Again, in the best-known systems of Mineralogy, (as those of Werner and Haüy,). the bodies which are grouped together as belonging to the same division, have not, as they have in other classificatory sciences, any resemblance. The different members of the larger classes are united by the common possession of some abstract property,—as, that they all contain iron. This is a property to which no common circumstance in the bodies themselves corresponds. What is there common to the minerals named oxidulous iron, sulphuret [145] of iron, carbonate of iron, sulphate of iron, except that they all contain iron? And when we have classed these bodies together, what general assertion can we make concerning them, except that which is the ground of our classification, that they contain iron? They have nothing in common with iron or with each other in any other way.
Again, as these classes have no general properties, all the properties are particular to the species; and the descriptions of these necessarily become both tediously long, and inconveniently insulated.
7. These inconveniences arise from making Chemical Composition the basis of Mineralogical Classification without giving Chemical Analysis the first place among Mineral Properties. Shall we, then, correct this omission, so far as it has affected mineralogical systems? Shall we teach the student the chemical analysis of minerals, and then direct him to classify them according to the results of his analysis[47]?
[47] Règne Mineral, p. 18.
But why should we do this? To what purpose, or on what ground, do we arrange the results of chemical analysis according to the forms and subordination of natural history? Is not Chemistry a science distinct from Natural History? Are not the sciences opposed? Is not natural history confined to organic bodies? Can mere chemical elements and their combinations be, with any propriety or consistency, arranged into Species, Genera, and Families? What is the principle on which genera and species depend? Do not Species imply Individuals? What is an Individual in the case of a chemical substance?

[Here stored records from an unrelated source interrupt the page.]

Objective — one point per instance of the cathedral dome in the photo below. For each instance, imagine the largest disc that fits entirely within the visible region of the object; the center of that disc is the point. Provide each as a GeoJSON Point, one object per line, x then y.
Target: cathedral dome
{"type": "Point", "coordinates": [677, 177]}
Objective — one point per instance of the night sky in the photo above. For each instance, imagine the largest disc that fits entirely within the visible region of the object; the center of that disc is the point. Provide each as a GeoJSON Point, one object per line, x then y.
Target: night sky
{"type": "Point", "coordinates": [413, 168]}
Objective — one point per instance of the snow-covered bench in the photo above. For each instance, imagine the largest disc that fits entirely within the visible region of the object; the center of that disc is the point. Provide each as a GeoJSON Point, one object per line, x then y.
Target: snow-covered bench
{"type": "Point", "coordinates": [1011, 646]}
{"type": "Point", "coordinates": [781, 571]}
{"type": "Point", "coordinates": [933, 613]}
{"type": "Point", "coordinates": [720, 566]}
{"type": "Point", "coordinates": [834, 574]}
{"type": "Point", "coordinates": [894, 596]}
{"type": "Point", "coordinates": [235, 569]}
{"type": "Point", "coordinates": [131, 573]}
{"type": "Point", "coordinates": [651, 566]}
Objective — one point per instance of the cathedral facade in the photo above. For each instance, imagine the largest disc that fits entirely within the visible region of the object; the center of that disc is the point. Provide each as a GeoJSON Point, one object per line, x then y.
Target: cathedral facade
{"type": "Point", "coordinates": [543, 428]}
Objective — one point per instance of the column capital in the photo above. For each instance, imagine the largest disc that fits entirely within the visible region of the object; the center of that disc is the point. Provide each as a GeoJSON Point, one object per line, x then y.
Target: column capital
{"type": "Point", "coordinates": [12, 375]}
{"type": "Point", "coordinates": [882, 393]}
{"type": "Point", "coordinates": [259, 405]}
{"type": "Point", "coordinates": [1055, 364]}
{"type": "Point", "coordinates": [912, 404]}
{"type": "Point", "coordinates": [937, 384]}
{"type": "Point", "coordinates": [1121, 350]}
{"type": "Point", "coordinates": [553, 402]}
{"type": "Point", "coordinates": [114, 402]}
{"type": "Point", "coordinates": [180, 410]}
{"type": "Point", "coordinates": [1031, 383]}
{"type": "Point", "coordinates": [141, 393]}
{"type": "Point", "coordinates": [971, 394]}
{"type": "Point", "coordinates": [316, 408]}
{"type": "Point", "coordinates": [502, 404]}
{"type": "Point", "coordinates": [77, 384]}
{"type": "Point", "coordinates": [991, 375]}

8. We thus find some of the widest and deepest questions of the philosophy of classification brought under our consideration when we would provide a method for the classification of minerals. The answers to these questions are given by M. Necker; and I shall state some of his opinions; taking the liberty of adding such remarks as are suggested by referring the subject [146] to those principles which have already been established in this work.
M. Necker asserts[48] that the distinctions of different Sciences depend, not on the objects they consider, but on the different and independent points of view on which they proceed. Each science has its logic, that is, its mode of applying the general rules of human reason to its own special case. It has been said by some[49], that in minerals, natural history and chemistry contemplate common objects, and thus form a single science. But do chemistry and natural history consider minerals in the same point of view?